Brooklyn Congresswomen Yvette Clarke and Congresswoman Nydia Velázquez have penned a letter to Mayor Bill de Blasio asking that he reconsider the use of the controversial “broken windows” policing method and  review current summons practices.

In the missive, dated May 31, Clarke and Velázquez argued that academic research indicates that broken windows “rarely yields positive outcomes and is not an optimal use of law enforcement resources.” Data on the strategy, which involves cracking down on minor “quality-of-life” offenses to prevent more serious crimes, is in fact mixed.

Last June, a report from NYPD Inspector General Philip Eure found no empirical evidence indicating a direct link between an increase in summons and misdemeanor arrest activity and a related drop in felony crime during the period between 2010 and 2015.
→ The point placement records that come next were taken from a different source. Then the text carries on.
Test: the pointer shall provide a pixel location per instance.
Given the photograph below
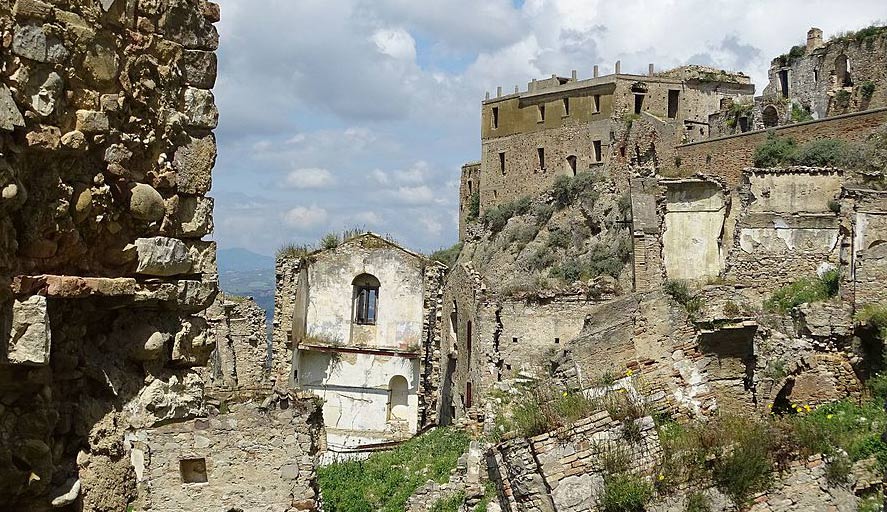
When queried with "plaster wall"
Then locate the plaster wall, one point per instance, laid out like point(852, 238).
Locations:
point(355, 388)
point(330, 295)
point(694, 222)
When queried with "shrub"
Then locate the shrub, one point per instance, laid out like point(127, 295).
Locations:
point(385, 480)
point(447, 256)
point(774, 151)
point(451, 504)
point(329, 241)
point(824, 153)
point(497, 217)
point(681, 293)
point(697, 502)
point(559, 238)
point(624, 493)
point(473, 207)
point(293, 251)
point(867, 89)
point(800, 114)
point(743, 466)
point(842, 99)
point(804, 290)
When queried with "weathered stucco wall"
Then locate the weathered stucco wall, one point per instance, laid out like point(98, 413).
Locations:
point(331, 292)
point(256, 454)
point(694, 222)
point(106, 152)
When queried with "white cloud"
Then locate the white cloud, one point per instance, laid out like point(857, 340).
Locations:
point(396, 43)
point(311, 177)
point(305, 218)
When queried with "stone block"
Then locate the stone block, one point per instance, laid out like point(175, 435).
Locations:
point(30, 335)
point(90, 121)
point(162, 256)
point(199, 106)
point(199, 68)
point(193, 163)
point(10, 116)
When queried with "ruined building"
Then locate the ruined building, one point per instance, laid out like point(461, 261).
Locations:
point(362, 328)
point(109, 305)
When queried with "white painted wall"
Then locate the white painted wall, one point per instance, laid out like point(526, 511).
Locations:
point(355, 389)
point(694, 220)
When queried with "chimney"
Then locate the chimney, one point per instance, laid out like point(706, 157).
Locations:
point(814, 38)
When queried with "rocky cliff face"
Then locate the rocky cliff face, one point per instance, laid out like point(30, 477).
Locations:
point(106, 150)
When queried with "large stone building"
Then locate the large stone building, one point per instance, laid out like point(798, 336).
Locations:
point(822, 79)
point(364, 328)
point(562, 126)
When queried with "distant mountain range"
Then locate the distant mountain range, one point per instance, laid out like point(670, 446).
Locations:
point(246, 273)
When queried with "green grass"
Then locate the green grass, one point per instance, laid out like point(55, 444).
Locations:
point(624, 493)
point(447, 256)
point(450, 504)
point(804, 290)
point(385, 480)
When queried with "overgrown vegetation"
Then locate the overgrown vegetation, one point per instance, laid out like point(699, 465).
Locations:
point(473, 207)
point(624, 492)
point(681, 292)
point(779, 151)
point(496, 217)
point(566, 189)
point(447, 256)
point(800, 114)
point(804, 290)
point(385, 480)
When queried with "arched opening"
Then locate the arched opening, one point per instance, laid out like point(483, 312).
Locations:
point(398, 399)
point(842, 71)
point(365, 299)
point(770, 116)
point(571, 161)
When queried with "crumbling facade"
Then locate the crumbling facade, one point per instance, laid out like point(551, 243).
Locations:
point(364, 325)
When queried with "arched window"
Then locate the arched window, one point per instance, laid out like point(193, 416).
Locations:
point(398, 398)
point(842, 71)
point(366, 298)
point(771, 116)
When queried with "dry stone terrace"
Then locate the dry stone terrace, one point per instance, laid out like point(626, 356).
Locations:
point(618, 246)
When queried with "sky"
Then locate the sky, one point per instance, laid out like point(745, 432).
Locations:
point(343, 114)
“Moving forward, we would like to work with your administration to find more appropriate approaches to law enforcement in our communities of color and to help provide federal oversight or technical assistance as necessary to avoid unnecessary arrests,” the congresswomen wrote. “Police resources should be devoted to pursuing dangerous crimes that threaten our collective security, not for trivial infractions that could be resolved outside of court or with a summons forgiveness program.”

Former NYPD Commissioner Bill Bratton famously implemented the policy during his first stint atop the department under then-Mayor Rudolph Giuliani—and was credited with achieving remarkable reductions in the crime rate. He continued to defend it during his second tenure as top cop under de Blasio, even in the aftermath of Eure’s report.

On Bratton’s last day in September 2016, de Blasio said that while broken windows policing needs to be revised and updated, it’s “still the right approach.” And at a recent City Council hearing, new Commissioner James O’Neill asserted that quality-of-life policing is “part and parcel of what we do” but that it should only be “directed at the people involved in the crime and violence.”

Last year, the mayor signed the city’s Criminal Justice Reform Act, eight bills that sought to address disproportionate penalties and sentencing for people with low-level and nonviolent offenses. Clarke and Velázquez noted that prior to the act, summonses could lead to a permanent criminal record—and that missing a court date could result in an arrest.

They said the act partially addressed the issue of over-incarceration and crowding in corrections facilities, but said additional reforms are necessary, including a comprehensive review of current summons practices.

And they recalled that in January, the city agreed to pay up to $75 million in a federal lawsuit settlement due to nearly 1 million criminal summonses issued between 2007 and 2015 “that were given out despite there being no legal basis for the summonses.” They said that moving forward, policies should take young people “who may currently find themselves in the same situation” into account to evade disproportionate use of summonses in the future.

The congresswomen also pointed to an argument by activists and advocates for immigrants that undocumented immigrants arrested and charged with low-level offenses are now subject to deportation under President Donald Trump’s policies—despite the mayor and City Council Speaker Melissa Mark-Viverito’s insistence that New York City is a “sanctuary city” for all immigrants.

“These sanctuaries are not truly safe for undocumented communities if ‘broken windows’ policies exacerbate unnecessary interactions between police and city residents—in fact, such policies threaten the protection and amnesty that New York city is promoting right now,” they said.

Still, the pair praised O’Neill’s “neighborhood policing” model, which pairs officers with neighborhood leaders in the precincts they patrol.

“The recent expansion of the neighborhood policing program to foster collaboration between police and community members is a step in the right direction, but there is more work that needs to be done to fully ensure that police officers are in touch with the realities of the communities and people they serve,” they said.

The Coalition to End Broken Windows, which asserts that the policy unfairly targets communities of color, circulated the letter to the press.

Austin Finan, a spokesman for de Blasio, pointed the Observer to the mayor’s comments at his crime statistics update press conference in March.

At the time, the mayor said quality of life policing is one of the reasons the city has “gotten safer for a quarter century.”

“I understand some of the concerns that have been raised, but I think they’re putting the cart before the horse,” de Blasio said. “Job-one is to keep people safe. And quality of life policing is part of keeping people safe. It’s also demanded by neighborhoods all over the city.”

He said that even under former Mayor Rudy Giuliani, undocumented immigrants knew that officers would not ask about their documentation status.

He also said that U.S. Immigration and Customs Enforcement will sometimes do what it wants to do whether the city agrees or not, but reiterated that the city “made clear under our law when and how the city of New York will cooperate.”

This story has been updated to include a comment from the mayor’s office.